The global economic slump, the ongoing Russia-Ukraine war, and the unsatisfactory performance of a few late-stage Indian startups which went the IPO route have dampened the investors’ spirit.
The funding in Indian startups dropped by a massive 80% (year-on-year) in the third quarter (July-September period) in 2022 , as per a report by market intelligence platform Tracxn. Indian startups raised $3 billion in the quarter that ended in September, down 57% from the previous quarter, it said.
At the recently-concluded Nasscom Product Conclave 2022, Rajan Anandan, managing director at Sequoia Capital, said that the exuberance of valuations, deal velocity, and the pace of transactions of 2021 will not come back for a long time.
How do startups cope with the somber outlook?
In an interaction with People Matters, Yamini Bhat, co-founder and CEO, Vymo, a sales engagement platform to improve sales productivity and engagement effectiveness for financial institutions, shares five suggestions that can keep you going this funding winter.

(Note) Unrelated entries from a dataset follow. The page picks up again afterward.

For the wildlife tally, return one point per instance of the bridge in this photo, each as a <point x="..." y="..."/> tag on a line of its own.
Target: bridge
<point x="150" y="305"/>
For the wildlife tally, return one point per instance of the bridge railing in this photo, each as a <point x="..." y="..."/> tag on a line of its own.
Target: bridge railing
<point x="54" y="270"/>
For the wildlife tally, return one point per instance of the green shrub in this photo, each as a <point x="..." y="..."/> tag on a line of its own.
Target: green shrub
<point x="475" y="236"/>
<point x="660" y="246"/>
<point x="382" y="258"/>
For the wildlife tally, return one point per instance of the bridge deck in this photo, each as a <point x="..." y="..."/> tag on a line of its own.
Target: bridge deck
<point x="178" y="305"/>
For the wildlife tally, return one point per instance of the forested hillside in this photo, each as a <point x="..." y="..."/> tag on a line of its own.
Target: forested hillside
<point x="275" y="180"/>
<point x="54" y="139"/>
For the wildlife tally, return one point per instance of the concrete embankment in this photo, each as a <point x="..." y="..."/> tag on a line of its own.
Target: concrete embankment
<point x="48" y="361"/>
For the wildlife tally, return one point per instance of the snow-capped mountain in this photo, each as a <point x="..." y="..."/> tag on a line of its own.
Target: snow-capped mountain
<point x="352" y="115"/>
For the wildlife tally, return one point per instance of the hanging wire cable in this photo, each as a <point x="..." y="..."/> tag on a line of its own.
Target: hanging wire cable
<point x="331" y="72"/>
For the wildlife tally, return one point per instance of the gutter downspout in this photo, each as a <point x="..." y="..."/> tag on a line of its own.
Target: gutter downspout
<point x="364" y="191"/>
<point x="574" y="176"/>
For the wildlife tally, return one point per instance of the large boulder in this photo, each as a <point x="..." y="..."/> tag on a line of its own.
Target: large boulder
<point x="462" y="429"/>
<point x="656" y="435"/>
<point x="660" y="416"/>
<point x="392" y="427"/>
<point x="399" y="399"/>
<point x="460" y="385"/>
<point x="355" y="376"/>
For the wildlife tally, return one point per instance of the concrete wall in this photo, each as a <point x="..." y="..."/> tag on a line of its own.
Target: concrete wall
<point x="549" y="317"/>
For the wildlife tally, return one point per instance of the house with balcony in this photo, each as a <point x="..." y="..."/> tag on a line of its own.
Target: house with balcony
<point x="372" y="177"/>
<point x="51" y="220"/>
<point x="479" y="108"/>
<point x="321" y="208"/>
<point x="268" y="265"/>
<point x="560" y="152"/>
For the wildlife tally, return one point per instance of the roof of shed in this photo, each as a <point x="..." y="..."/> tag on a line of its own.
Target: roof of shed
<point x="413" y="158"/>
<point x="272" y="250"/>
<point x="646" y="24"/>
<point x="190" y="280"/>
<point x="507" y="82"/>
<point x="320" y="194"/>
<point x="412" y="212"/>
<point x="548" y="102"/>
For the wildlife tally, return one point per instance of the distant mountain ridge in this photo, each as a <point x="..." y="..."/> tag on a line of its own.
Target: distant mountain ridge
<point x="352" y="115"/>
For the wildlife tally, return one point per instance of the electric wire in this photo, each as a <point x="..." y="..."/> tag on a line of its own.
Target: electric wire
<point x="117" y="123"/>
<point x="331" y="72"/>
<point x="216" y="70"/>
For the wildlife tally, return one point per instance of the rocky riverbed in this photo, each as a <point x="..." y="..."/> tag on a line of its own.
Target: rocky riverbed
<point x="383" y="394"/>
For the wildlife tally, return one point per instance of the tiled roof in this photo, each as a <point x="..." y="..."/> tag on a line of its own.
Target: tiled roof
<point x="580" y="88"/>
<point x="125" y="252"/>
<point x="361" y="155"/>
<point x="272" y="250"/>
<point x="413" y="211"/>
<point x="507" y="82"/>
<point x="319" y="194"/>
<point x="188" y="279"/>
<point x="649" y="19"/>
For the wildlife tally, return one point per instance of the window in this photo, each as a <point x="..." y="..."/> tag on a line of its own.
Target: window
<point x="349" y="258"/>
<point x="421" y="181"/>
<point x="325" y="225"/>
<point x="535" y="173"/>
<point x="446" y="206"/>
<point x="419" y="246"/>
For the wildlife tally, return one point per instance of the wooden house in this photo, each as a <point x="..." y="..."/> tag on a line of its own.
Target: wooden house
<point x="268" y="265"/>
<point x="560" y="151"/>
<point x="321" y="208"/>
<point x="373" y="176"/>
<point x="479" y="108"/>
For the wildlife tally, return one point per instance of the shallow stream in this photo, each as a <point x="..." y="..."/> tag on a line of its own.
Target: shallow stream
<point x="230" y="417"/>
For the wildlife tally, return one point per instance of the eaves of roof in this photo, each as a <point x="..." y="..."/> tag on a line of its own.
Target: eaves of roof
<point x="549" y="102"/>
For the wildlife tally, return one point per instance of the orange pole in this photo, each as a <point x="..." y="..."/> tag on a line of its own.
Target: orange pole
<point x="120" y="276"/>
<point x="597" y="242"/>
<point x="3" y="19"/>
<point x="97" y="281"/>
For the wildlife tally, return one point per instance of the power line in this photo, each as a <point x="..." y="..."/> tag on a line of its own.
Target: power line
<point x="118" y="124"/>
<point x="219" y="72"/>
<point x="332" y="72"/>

Recognised as a thought leader in driving sales transformation for enterprises, Bhat is one of the few women forerunners in the enterprise SaaS industry. Prior to this, she was an engagement manager with McKinsey and Company, wherein she spent over 5 years working across markets such as the US, South-East Asia, and India.
Scan your cost levers
Take a hard look at the cost levers. Find operational improvements that you can implement immediately and extend your runway. Examine overhead spending and spot the gaps; identify spends that can be put off for later. Do you need an extra floor of office space, considering most of your team is remote? Can you defer conducting an event for later?
Inactive software licenses that you continue to pay for; weed those out. Strategise to develop a low-cost/no-cost marketing strategy during these times and focus on pushing existing leads to conversion.

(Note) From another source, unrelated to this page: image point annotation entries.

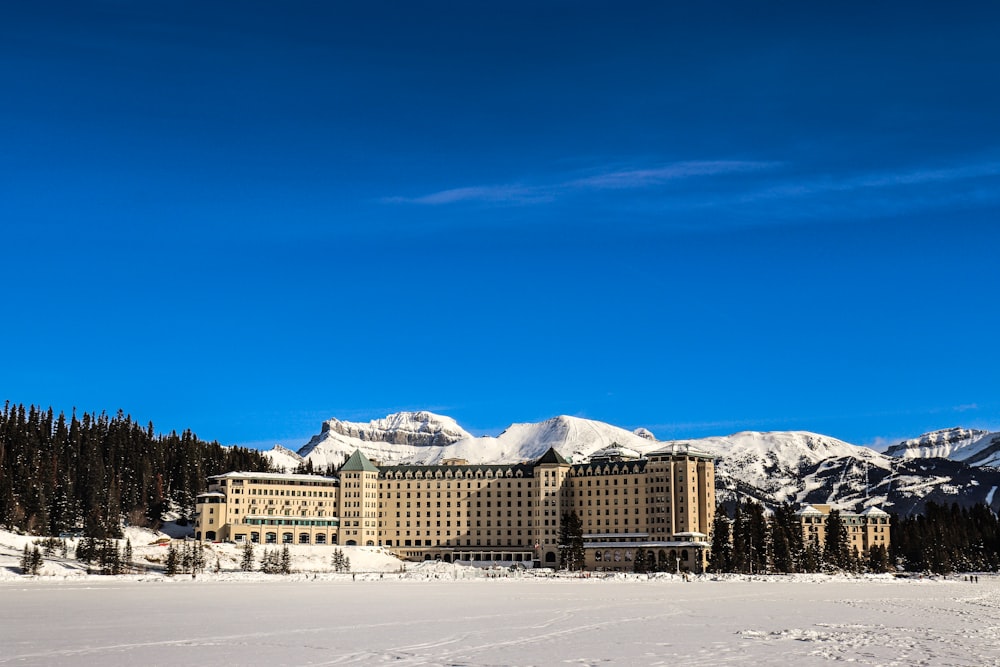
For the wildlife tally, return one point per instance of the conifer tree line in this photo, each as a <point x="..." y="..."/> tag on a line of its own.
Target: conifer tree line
<point x="948" y="539"/>
<point x="96" y="472"/>
<point x="752" y="543"/>
<point x="942" y="540"/>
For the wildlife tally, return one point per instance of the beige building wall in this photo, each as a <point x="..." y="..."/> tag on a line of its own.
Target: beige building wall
<point x="269" y="508"/>
<point x="663" y="503"/>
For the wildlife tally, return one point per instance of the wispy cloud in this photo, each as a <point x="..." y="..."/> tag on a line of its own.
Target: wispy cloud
<point x="876" y="181"/>
<point x="619" y="179"/>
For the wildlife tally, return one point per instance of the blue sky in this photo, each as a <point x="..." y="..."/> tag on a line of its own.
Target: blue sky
<point x="245" y="218"/>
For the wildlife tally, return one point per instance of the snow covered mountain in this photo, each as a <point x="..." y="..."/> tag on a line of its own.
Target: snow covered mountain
<point x="974" y="447"/>
<point x="774" y="467"/>
<point x="425" y="438"/>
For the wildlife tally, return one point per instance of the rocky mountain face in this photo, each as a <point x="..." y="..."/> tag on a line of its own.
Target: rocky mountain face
<point x="955" y="465"/>
<point x="975" y="447"/>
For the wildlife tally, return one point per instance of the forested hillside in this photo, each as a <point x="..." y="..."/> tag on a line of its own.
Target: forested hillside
<point x="94" y="472"/>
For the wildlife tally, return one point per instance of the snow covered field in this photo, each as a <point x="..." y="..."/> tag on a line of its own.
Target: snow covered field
<point x="518" y="621"/>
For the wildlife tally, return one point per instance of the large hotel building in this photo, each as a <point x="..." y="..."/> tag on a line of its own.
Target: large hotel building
<point x="661" y="503"/>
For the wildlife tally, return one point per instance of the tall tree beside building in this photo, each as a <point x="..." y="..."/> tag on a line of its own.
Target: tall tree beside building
<point x="571" y="552"/>
<point x="721" y="557"/>
<point x="246" y="561"/>
<point x="785" y="539"/>
<point x="836" y="550"/>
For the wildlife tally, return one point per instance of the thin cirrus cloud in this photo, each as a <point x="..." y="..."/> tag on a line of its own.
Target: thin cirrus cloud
<point x="877" y="181"/>
<point x="623" y="179"/>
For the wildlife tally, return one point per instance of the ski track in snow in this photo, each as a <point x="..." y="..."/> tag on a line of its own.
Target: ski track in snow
<point x="773" y="621"/>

Invest capacity into scalability levers
Invest capabilities into activities that will help you scale without incremental operating costs. Consider reducing support costs, digitizing manual journeys, automating repetitive tasks and digitally enabling your workforce and customers. This will also empower your teams, freeing them up of repetitive tasks and allowing them to focus on core activities that can bring in revenues.
Automation also prepares startups to scale up rapidly once the market outlook improves.

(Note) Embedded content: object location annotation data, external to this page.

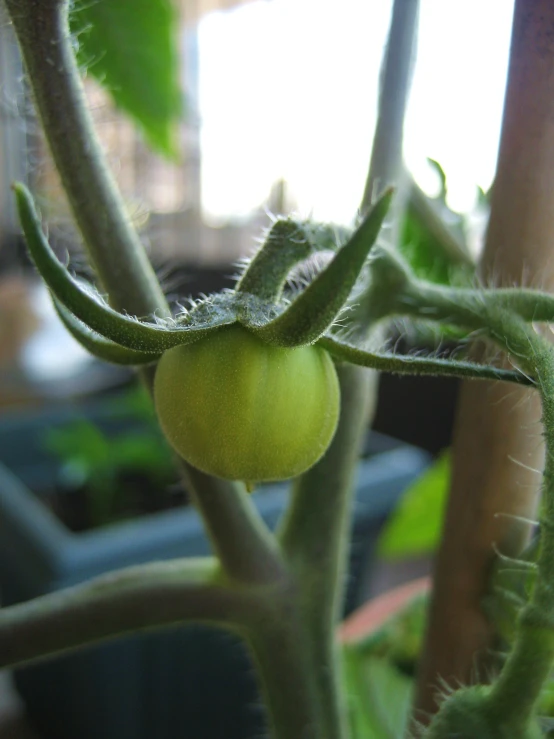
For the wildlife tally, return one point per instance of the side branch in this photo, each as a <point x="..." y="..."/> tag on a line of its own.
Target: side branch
<point x="133" y="599"/>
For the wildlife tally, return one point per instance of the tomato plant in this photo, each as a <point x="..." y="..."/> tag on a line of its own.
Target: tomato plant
<point x="240" y="409"/>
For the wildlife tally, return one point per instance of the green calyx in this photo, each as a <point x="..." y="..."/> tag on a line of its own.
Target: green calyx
<point x="257" y="303"/>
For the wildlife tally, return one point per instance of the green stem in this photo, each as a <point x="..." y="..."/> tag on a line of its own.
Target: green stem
<point x="115" y="249"/>
<point x="142" y="597"/>
<point x="279" y="649"/>
<point x="315" y="542"/>
<point x="242" y="541"/>
<point x="515" y="694"/>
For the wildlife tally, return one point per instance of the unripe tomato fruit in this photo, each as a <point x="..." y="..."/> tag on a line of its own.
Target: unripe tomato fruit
<point x="238" y="408"/>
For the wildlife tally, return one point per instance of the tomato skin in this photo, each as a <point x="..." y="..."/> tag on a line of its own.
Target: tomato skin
<point x="238" y="408"/>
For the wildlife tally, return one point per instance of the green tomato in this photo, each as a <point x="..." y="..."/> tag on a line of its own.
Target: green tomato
<point x="238" y="408"/>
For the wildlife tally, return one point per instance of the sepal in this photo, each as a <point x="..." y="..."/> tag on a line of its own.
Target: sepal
<point x="97" y="345"/>
<point x="98" y="316"/>
<point x="318" y="306"/>
<point x="416" y="365"/>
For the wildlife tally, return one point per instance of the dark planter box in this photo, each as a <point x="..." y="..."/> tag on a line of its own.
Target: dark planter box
<point x="188" y="682"/>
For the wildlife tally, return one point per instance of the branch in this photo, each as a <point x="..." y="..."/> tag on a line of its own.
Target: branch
<point x="493" y="424"/>
<point x="118" y="256"/>
<point x="136" y="598"/>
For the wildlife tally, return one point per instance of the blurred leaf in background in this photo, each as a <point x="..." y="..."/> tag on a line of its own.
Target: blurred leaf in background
<point x="131" y="48"/>
<point x="433" y="236"/>
<point x="378" y="697"/>
<point x="414" y="528"/>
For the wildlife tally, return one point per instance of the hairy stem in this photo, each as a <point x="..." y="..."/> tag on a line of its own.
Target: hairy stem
<point x="114" y="247"/>
<point x="315" y="540"/>
<point x="493" y="422"/>
<point x="280" y="651"/>
<point x="136" y="598"/>
<point x="515" y="694"/>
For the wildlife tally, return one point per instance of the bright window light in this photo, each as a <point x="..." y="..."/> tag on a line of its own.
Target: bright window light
<point x="288" y="90"/>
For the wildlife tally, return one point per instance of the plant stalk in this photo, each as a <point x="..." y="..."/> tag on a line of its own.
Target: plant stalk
<point x="118" y="256"/>
<point x="493" y="422"/>
<point x="114" y="247"/>
<point x="315" y="536"/>
<point x="515" y="694"/>
<point x="129" y="600"/>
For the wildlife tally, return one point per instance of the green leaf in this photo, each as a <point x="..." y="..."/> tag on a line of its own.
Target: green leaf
<point x="130" y="47"/>
<point x="415" y="526"/>
<point x="378" y="697"/>
<point x="313" y="312"/>
<point x="426" y="255"/>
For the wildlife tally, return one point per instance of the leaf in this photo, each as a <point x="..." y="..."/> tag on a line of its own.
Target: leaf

Focus on retaining your employees and catalyse learning and development to ensure that your team is learning, growing, and in turn, contributing to customer delight. This approach builds a resilient culture within the organization, and you gain the trust and loyalty of customers.
While you cannot completely cap hiring, maintain caution while adding to your team and give out an offer letter only if growth depends on this hire.
Play to your strength
Underline your value proposition. Your product must feature as a 'must have' for customers and consider their near-term priorities. Try to park experiments and revisit them later. For example, see if you can get a foot in the door of large enterprises which will bring in revenues. While the initial challenges will seem insurmountable, if you have a compelling value proposition on the table, that can clinch it for you.
Also, sustain a keen focus on developing and fine-tuning your product based on user feedback to make it hard for a customer not to have.
Act when you see an opportunity
While you can take a conservative approach to experiments, look out for an opportunity that you have always wanted. If you have 18-24 months of runway sorted, take the plunge after calculated risks. Because once the cold weather lifts, it will propel your business further. And growth is what holds water - it gets valued over and over again and your customers will be back for more.
The venture debt market has opened up significantly in the last year, with several early-stage, high-growth start-ups looking to extend their runway until the next round. But in case they have some lung space, firms should go back to the fundamentals, become more resilient and sharpen their product that will fly past deep investor scrutiny of investors and customers alike.